店じまい・店びらき ~閉店のヘキレキ~

misebiraki.exblog.jp
ブログトップ

カテゴリ:洋品店( 1 )


2006年 06月 05日

「閉店」とは書きません

e0030939_22201049.jpg今日の閉店貼り紙は、文京区本郷の洋品店、
丸木屋洋品店。戦後からやっていた。歴史は60年ほど。


















以下は、切り盛りしていたおばあさんとの一問一答。

Q店を閉める転機となったのは何ですか?
 景気も良くないし。

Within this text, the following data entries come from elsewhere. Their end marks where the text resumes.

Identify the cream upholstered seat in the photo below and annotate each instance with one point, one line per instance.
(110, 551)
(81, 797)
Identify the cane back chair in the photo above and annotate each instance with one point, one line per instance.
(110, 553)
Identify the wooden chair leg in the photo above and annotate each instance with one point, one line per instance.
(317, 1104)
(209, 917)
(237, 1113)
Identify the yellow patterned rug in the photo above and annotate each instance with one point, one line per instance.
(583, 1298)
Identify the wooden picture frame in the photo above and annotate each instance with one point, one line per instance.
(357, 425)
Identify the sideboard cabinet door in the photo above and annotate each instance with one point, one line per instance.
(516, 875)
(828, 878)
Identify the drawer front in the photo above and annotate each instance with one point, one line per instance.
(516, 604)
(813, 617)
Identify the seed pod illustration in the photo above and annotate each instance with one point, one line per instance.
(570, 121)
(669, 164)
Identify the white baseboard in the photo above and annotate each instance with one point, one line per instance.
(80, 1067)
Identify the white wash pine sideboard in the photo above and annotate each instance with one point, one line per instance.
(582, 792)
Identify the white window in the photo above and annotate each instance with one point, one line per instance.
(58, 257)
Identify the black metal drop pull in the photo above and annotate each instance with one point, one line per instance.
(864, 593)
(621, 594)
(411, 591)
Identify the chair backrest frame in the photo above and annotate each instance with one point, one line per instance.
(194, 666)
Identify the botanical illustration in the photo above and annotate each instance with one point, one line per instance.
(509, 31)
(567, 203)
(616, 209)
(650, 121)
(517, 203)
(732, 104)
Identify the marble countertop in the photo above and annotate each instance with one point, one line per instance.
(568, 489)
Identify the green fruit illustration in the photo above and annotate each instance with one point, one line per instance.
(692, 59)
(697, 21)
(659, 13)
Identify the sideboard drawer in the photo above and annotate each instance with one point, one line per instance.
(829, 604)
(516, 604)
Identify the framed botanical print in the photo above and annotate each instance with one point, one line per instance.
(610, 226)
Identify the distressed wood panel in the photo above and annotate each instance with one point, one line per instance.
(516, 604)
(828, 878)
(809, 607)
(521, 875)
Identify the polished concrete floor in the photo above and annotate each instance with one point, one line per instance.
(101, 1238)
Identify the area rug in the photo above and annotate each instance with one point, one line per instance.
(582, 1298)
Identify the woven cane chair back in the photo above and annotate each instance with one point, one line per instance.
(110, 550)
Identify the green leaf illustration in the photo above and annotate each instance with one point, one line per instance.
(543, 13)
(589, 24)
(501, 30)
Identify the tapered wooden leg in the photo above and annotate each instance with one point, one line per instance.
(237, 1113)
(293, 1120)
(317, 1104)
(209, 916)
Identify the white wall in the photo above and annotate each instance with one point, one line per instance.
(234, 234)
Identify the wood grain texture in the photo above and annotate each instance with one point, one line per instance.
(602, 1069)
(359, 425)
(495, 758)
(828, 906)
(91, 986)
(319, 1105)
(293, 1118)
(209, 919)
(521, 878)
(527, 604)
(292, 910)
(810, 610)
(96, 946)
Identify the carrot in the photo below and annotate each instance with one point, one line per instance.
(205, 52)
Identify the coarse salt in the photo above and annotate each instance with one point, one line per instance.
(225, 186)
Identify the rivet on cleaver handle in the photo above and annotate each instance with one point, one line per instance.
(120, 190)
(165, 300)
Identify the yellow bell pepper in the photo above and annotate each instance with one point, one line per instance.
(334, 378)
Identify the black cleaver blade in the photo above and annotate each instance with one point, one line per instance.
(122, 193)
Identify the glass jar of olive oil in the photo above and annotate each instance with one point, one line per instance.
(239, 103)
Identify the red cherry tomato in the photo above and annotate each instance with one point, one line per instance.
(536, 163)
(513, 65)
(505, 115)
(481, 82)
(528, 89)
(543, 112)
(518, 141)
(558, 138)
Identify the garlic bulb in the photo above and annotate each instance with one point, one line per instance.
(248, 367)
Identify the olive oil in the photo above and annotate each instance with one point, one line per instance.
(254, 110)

なにしろ、くたびれた。病気もしたし。継ぐ人もいないし。
 あと店は借りていたんだけど、建物の建て替えがしなきゃならなくなって。
 そんなときに兄弟から引っ越してこないかという誘いがあって。
 

Q一番の想い出は?
 創業当時。配給制で、病気の診察も医療券が必要だった。
 そんな中で店を立ち上げてとにかくドタバタしてたけど、一番楽しかった。


e0030939_22271243.jpg創業した父の背中を見て育った
いつしか自然に店に立っていた
働いて働いて、気づいてみたら
七十ウン歳、独り


















店がある菊坂下の通りには、かの樋口一葉が居を構えていた家があります。
父を喪い、男のいない家の戸主。
細身にのしかかる家計の崩落。
暗い崖下の生活から這い上がろうとして小説を書き始めた一葉。
結核に追われながら一気に才能を開花させましたが、ついに魔に追いつかれ、
24歳で急逝します。

そんな菊坂下で、父亡きあと、同じように女手一つで切り盛りしてきた丸木屋洋品店。

貼り紙に『閉店』と書いていなかったことについて女主人は、わざと言葉を濁しました。
その意地に、一葉を感じたのは気のせいでしょうか。